By Robbie Ward
TUPELO – City officials selected a private company Wednesday to oversee Tupelo’s tornado recovery efforts, a crucial step in the bureaucratic process to begin removal of widespread debris.
The city selected Picayune-based Executive Recovery Group Inc. as the project manager with responsibilities including selecting contracts for individual services and ensuring all work meets standards required for Tupelo to receive reimbursements from the federal government.
Executive Recovery Group will partner with Tupelo-based Cook Coggin Engineers as part of the city recovery from the April 28 tornado that destroyed or damaged millions of dollars in residential and commercial property in the city and Lee County.
A five-person city committee selecting the recovery project manager was comprised of Mayor Jason Shelton, Chief Operations Officer Don Lewis and City Council members Nettie Davis of Ward 4, Buddy Palmer of Ward 5 and Jim Newell of Ward 3.

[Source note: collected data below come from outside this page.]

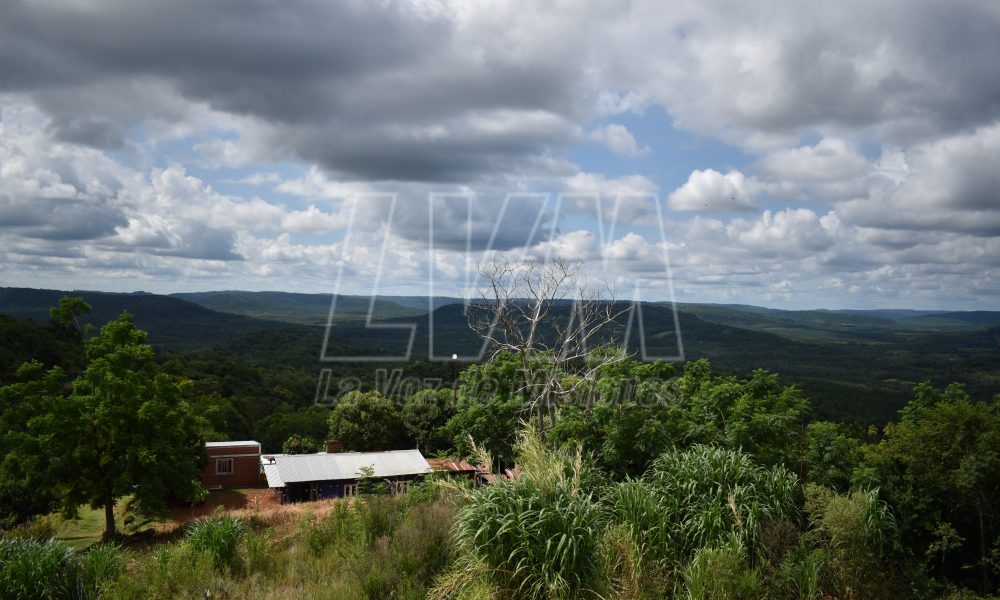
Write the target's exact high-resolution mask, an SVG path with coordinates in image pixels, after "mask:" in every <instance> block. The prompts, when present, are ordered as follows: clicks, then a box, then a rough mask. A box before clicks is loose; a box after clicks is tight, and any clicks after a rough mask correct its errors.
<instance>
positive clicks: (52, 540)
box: [0, 538, 75, 600]
mask: <svg viewBox="0 0 1000 600" xmlns="http://www.w3.org/2000/svg"><path fill="white" fill-rule="evenodd" d="M72 560H73V555H72V553H71V552H70V549H69V548H68V547H67V546H66V545H65V544H63V543H62V542H60V541H56V540H45V541H39V540H31V539H17V538H7V539H0V598H9V599H10V600H22V599H23V600H34V599H36V598H68V597H70V594H71V593H72V591H73V590H74V587H75V586H74V581H73V579H72V573H71V564H72Z"/></svg>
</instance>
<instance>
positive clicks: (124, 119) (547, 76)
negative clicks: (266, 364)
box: [0, 0, 1000, 307]
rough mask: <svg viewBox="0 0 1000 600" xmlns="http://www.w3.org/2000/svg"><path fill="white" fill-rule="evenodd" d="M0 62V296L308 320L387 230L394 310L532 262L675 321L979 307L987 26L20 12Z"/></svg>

Executive Recovery Group was created just less than a year ago and has led tornado recovery and Federal Emergency Management Agency-approved monitoring in Moore, Okla. The company monitors debris removal using electronic technology designed by company vice president Brooks Wallace, an engineer for Hurricane Katrina recovery projects in south Mississippi.

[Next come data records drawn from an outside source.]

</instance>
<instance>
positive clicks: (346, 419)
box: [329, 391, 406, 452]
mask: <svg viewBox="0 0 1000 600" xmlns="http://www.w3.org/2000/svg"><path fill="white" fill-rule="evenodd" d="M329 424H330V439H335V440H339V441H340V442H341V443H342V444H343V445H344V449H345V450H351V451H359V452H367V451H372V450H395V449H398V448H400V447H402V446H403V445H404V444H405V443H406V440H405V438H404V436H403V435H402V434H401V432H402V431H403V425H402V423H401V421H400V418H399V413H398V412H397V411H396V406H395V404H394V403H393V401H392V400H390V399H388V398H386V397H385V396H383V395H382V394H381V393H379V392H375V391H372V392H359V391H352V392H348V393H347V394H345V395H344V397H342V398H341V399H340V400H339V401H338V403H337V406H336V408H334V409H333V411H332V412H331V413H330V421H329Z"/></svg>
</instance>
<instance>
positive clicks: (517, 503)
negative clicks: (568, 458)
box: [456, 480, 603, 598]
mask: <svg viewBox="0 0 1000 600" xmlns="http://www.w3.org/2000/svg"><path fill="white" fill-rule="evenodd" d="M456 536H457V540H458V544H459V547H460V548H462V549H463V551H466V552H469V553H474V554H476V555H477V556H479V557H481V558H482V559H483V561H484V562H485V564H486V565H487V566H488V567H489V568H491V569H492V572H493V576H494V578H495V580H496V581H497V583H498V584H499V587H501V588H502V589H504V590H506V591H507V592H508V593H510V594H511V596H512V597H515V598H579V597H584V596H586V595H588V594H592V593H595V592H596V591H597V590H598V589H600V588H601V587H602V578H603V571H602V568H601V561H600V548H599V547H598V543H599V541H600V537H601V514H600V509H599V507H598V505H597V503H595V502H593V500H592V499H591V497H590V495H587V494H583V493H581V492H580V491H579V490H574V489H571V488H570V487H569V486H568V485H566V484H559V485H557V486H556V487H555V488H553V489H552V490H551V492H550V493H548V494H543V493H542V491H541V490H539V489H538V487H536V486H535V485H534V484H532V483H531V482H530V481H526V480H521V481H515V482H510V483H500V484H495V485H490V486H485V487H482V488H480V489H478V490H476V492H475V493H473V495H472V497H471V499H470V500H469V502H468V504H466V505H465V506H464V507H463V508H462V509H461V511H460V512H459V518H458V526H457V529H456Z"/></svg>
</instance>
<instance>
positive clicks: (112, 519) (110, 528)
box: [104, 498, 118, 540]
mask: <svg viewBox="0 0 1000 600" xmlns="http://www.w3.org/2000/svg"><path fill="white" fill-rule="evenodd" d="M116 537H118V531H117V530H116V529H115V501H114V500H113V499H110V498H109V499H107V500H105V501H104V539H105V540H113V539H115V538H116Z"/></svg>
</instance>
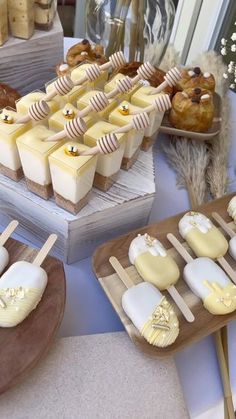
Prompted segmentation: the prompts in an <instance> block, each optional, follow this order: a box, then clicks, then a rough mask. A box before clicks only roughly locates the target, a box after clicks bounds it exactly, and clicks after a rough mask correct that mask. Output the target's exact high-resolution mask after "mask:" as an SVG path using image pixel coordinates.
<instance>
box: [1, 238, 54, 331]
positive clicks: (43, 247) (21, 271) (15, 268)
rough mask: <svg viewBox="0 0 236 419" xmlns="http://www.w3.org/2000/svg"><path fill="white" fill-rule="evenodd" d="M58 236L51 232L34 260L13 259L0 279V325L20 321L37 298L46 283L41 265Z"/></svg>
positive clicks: (47, 279) (4, 324)
mask: <svg viewBox="0 0 236 419" xmlns="http://www.w3.org/2000/svg"><path fill="white" fill-rule="evenodd" d="M56 240H57V236H56V235H55V234H52V235H51V236H49V238H48V240H47V242H46V243H45V245H44V246H43V247H42V249H41V250H40V252H39V253H38V255H37V256H36V258H35V260H34V261H33V263H29V262H26V261H19V262H15V263H14V264H13V265H12V266H11V267H10V268H9V269H8V270H7V271H6V272H5V273H4V274H3V275H2V277H1V281H0V298H1V300H0V301H1V304H0V327H14V326H17V325H18V324H19V323H21V322H22V321H23V320H24V319H25V318H26V317H27V316H28V315H29V314H30V312H31V311H32V310H34V309H35V308H36V307H37V305H38V303H39V302H40V300H41V298H42V296H43V293H44V291H45V288H46V286H47V281H48V277H47V273H46V271H45V270H44V269H42V268H41V267H40V265H41V264H42V262H43V261H44V259H45V257H46V256H47V254H48V252H49V251H50V249H51V248H52V246H53V245H54V243H55V241H56Z"/></svg>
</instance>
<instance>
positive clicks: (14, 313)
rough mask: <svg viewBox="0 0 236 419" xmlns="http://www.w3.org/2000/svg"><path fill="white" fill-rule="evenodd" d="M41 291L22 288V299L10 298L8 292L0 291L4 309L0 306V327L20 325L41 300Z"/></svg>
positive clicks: (33, 288)
mask: <svg viewBox="0 0 236 419" xmlns="http://www.w3.org/2000/svg"><path fill="white" fill-rule="evenodd" d="M42 294H43V293H42V290H40V289H37V288H27V289H25V288H22V297H20V296H19V298H15V297H10V296H9V290H6V289H2V288H1V289H0V296H1V298H2V300H3V301H4V303H5V305H6V307H5V308H3V307H1V306H0V327H14V326H16V325H17V324H19V323H21V322H22V321H23V320H24V319H25V318H26V317H27V316H28V315H29V314H30V312H31V311H32V310H34V309H35V308H36V306H37V305H38V303H39V301H40V300H41V298H42Z"/></svg>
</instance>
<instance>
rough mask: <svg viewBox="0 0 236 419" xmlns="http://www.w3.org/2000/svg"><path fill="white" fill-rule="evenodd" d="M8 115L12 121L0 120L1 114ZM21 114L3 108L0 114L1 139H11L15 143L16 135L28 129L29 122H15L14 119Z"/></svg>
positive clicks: (16, 138)
mask: <svg viewBox="0 0 236 419" xmlns="http://www.w3.org/2000/svg"><path fill="white" fill-rule="evenodd" d="M5 115H6V116H8V115H9V116H10V117H11V118H12V122H13V123H10V124H8V123H6V122H4V121H3V120H2V118H3V116H5ZM21 116H22V114H20V113H18V112H16V111H14V110H12V109H7V108H4V109H3V110H2V112H1V115H0V136H1V140H6V141H7V142H8V141H12V142H13V143H15V141H16V139H17V137H19V136H20V135H21V134H23V133H24V132H26V131H27V130H29V129H30V128H31V126H32V124H31V122H27V123H26V124H16V123H15V121H16V119H17V118H20V117H21Z"/></svg>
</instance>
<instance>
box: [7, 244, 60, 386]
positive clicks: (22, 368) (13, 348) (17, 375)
mask: <svg viewBox="0 0 236 419" xmlns="http://www.w3.org/2000/svg"><path fill="white" fill-rule="evenodd" d="M6 248H7V249H8V251H9V254H10V264H12V263H14V262H16V261H18V260H26V261H29V262H31V261H33V260H34V258H35V255H36V254H37V250H35V249H32V248H30V247H28V246H25V245H23V244H21V243H19V242H17V241H16V240H13V239H10V240H8V241H7V244H6ZM42 267H43V268H44V269H45V270H46V272H47V274H48V284H47V287H46V290H45V292H44V294H43V297H42V300H41V301H40V303H39V304H38V306H37V308H36V309H35V310H33V311H32V312H31V313H30V315H29V316H28V317H27V318H26V319H25V320H24V321H23V322H22V323H20V324H19V325H18V326H16V327H12V328H0V371H1V374H0V394H1V393H3V392H5V391H6V390H8V389H9V388H10V387H12V386H13V385H15V384H16V383H17V382H18V381H20V380H22V379H23V378H24V376H26V375H27V374H28V372H29V371H30V370H31V369H32V368H33V367H34V366H35V365H36V364H37V362H38V361H39V360H40V358H41V357H42V356H44V355H45V353H46V352H47V350H48V349H49V347H50V345H51V343H52V341H53V338H54V336H55V334H56V331H57V329H58V327H59V325H60V323H61V321H62V318H63V314H64V306H65V298H66V286H65V274H64V268H63V264H62V263H61V262H60V261H58V260H57V259H54V258H52V257H47V258H46V260H45V261H44V263H43V265H42Z"/></svg>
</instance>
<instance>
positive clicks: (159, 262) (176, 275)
mask: <svg viewBox="0 0 236 419" xmlns="http://www.w3.org/2000/svg"><path fill="white" fill-rule="evenodd" d="M135 267H136V269H137V271H138V272H139V274H140V276H141V277H142V278H143V279H144V281H147V282H151V283H152V284H153V285H155V286H156V287H157V288H158V289H159V290H160V291H162V290H165V289H167V288H169V287H170V286H171V285H174V284H176V282H177V281H178V279H179V276H180V272H179V268H178V265H177V264H176V262H175V261H174V259H173V258H172V257H170V256H168V255H167V256H154V255H152V254H151V253H150V252H145V253H141V254H139V255H138V256H137V257H136V258H135Z"/></svg>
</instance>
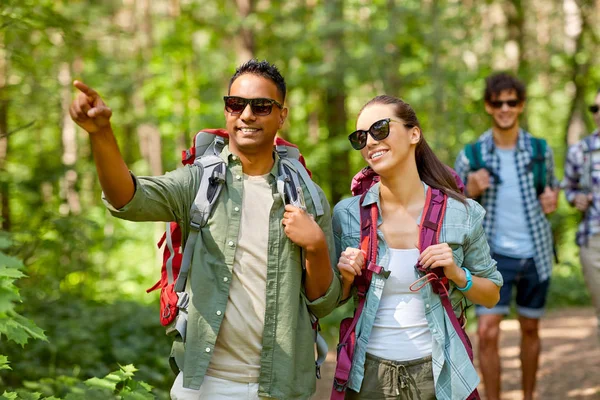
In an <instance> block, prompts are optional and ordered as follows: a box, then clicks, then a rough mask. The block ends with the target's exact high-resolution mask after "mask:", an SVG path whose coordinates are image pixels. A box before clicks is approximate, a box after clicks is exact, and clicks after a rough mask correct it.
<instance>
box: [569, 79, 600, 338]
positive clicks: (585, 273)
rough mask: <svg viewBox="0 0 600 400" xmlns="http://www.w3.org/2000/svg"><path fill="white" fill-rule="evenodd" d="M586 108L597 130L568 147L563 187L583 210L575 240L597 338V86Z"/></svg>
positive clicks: (598, 282)
mask: <svg viewBox="0 0 600 400" xmlns="http://www.w3.org/2000/svg"><path fill="white" fill-rule="evenodd" d="M589 109H590V112H591V113H592V115H593V117H594V122H595V123H596V129H595V130H594V132H592V134H591V135H589V136H587V137H586V138H584V139H582V140H581V141H579V142H578V143H576V144H574V145H572V146H570V147H569V151H568V153H567V161H566V163H565V177H564V180H563V187H564V189H565V195H566V197H567V201H568V202H569V204H571V205H572V206H573V207H575V208H576V209H578V210H579V211H581V212H582V213H583V219H582V220H581V222H580V223H579V229H578V230H577V236H576V241H577V245H578V246H579V258H580V260H581V268H582V269H583V275H584V277H585V282H586V284H587V286H588V289H589V291H590V296H591V297H592V304H593V306H594V308H595V310H596V318H597V321H598V338H599V339H600V89H598V91H597V92H596V97H595V99H594V104H592V105H591V106H590V108H589Z"/></svg>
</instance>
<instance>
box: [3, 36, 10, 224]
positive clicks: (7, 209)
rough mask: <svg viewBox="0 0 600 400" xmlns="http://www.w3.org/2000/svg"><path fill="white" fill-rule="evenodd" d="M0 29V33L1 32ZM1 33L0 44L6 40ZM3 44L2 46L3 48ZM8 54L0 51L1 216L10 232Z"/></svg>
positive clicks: (9, 138) (8, 96) (3, 221)
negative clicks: (8, 132) (8, 156)
mask: <svg viewBox="0 0 600 400" xmlns="http://www.w3.org/2000/svg"><path fill="white" fill-rule="evenodd" d="M1 33H2V32H1V30H0V34H1ZM3 39H4V38H3V36H2V35H0V44H2V43H3V42H4V40H3ZM2 47H3V46H0V48H2ZM7 77H8V56H7V54H6V52H0V207H1V210H0V217H1V218H2V230H3V231H5V232H9V231H10V228H11V220H10V202H9V200H10V192H9V190H10V189H9V185H8V181H9V180H8V176H7V172H6V159H7V157H8V149H9V147H8V144H9V139H10V137H9V133H8V107H9V105H10V100H9V99H10V96H9V95H8V90H7V86H8V82H7Z"/></svg>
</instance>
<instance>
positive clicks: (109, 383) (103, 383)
mask: <svg viewBox="0 0 600 400" xmlns="http://www.w3.org/2000/svg"><path fill="white" fill-rule="evenodd" d="M107 376H110V374H109V375H107ZM117 383H118V382H111V381H110V380H108V379H106V378H96V377H94V378H90V379H88V380H87V381H85V384H86V385H88V386H89V387H97V388H102V389H109V390H111V391H114V390H115V389H116V388H117Z"/></svg>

DebrisTech monitoring technology used by the company tracks each ton of debris removed, records the location using GPS and takes photos of each debris load and contractor.

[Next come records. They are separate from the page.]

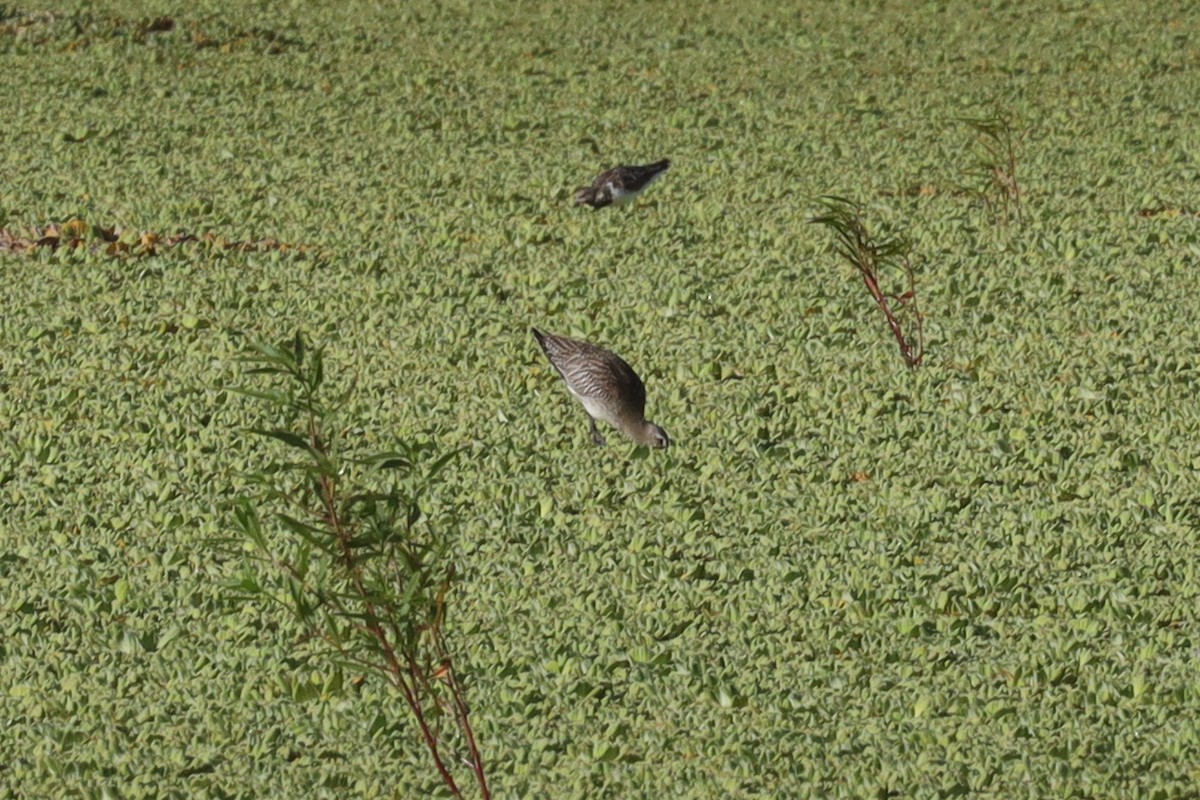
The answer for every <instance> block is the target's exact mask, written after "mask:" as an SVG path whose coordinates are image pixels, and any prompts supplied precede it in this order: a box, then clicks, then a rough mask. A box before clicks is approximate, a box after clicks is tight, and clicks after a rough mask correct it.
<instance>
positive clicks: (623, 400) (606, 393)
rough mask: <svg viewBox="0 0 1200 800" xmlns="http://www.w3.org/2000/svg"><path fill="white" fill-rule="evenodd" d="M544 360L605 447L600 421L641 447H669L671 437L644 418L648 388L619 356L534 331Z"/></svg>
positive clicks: (565, 338)
mask: <svg viewBox="0 0 1200 800" xmlns="http://www.w3.org/2000/svg"><path fill="white" fill-rule="evenodd" d="M532 330H533V336H534V338H535V339H538V344H540V345H541V349H542V351H544V353H545V354H546V357H547V359H550V363H551V366H552V367H554V369H557V371H558V374H559V375H562V377H563V381H564V383H565V384H566V387H568V389H569V390H570V392H571V393H572V395H575V397H576V398H578V401H580V402H581V403H583V408H584V410H587V413H588V417H589V419H590V420H592V441H594V443H595V444H596V445H601V446H602V445H604V444H605V438H604V437H602V435H601V434H600V431H599V429H598V428H596V420H604V421H605V422H608V423H611V425H613V426H614V427H616V428H617V429H618V431H620V432H622V433H624V434H625V435H626V437H629V438H630V439H632V440H634V441H636V443H637V444H640V445H647V446H649V447H667V446H670V445H671V439H670V438H668V437H667V432H666V431H664V429H662V428H660V427H659V426H656V425H654V423H653V422H649V421H648V420H647V419H646V385H644V384H642V379H641V378H638V377H637V373H636V372H634V368H632V367H630V366H629V365H628V363H626V362H625V360H624V359H622V357H620V356H619V355H617V354H616V353H612V351H610V350H605V349H604V348H601V347H596V345H595V344H590V343H588V342H581V341H580V339H570V338H566V337H565V336H554V335H553V333H542V332H541V331H539V330H538V329H536V327H534V329H532Z"/></svg>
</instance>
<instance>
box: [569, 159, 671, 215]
mask: <svg viewBox="0 0 1200 800" xmlns="http://www.w3.org/2000/svg"><path fill="white" fill-rule="evenodd" d="M668 169H671V160H670V158H664V160H662V161H656V162H654V163H653V164H641V166H632V167H613V168H612V169H610V170H606V172H602V173H600V176H599V178H596V179H595V180H594V181H592V186H584V187H581V188H580V190H578V191H576V192H575V205H590V206H592V207H593V209H602V207H605V206H606V205H622V204H624V203H630V201H632V200H634V198H636V197H637V196H638V194H641V193H642V192H644V191H646V187H648V186H649V185H650V184H653V182H654V181H656V180H658V179H659V178H661V176H662V174H664V173H666V172H667V170H668Z"/></svg>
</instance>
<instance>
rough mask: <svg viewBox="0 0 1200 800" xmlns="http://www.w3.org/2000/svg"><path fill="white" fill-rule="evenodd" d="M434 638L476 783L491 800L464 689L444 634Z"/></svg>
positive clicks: (486, 779)
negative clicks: (465, 740)
mask: <svg viewBox="0 0 1200 800" xmlns="http://www.w3.org/2000/svg"><path fill="white" fill-rule="evenodd" d="M433 637H434V642H436V643H437V648H438V655H439V656H442V660H443V663H444V664H445V667H446V684H449V685H450V696H451V697H454V704H455V709H456V710H457V711H458V720H460V723H458V724H460V727H461V728H462V733H463V735H464V736H466V738H467V747H468V748H469V750H470V766H472V769H474V770H475V781H476V782H478V783H479V789H480V792H481V793H482V798H484V800H490V799H491V796H492V793H491V790H490V789H488V788H487V776H486V775H485V772H484V758H482V756H480V753H479V746H478V745H476V744H475V732H474V730H473V729H472V727H470V718H469V716H468V715H469V711H468V710H467V700H466V699H463V696H462V688H460V686H458V679H457V678H455V674H454V664H452V663H451V662H450V656H448V655H446V651H445V645H444V644H443V643H442V632H440V631H434V633H433Z"/></svg>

Shelton said both companies involved with recovery management were the best of three finalists the city considered for the job.
“They have the latest and greatest technology and Cook Coggin has the knowledge of our city and local manpower to have boots on the ground,” Shelton said. “They’re a winning combination and will serve the city well.”
The firms began assisting city officials late Wednesday with selecting a contractor for debris removal.
The Lee County Board of Supervisors will follow a similar process related to storm cleanup in the county, formally issuing requests for proposals from companies Wednesday for debris monitoring and removal and will likely select companies Friday.
Debris removal will likely take a month or longer once the process starts, but Shelton has said recovery could last up to five years.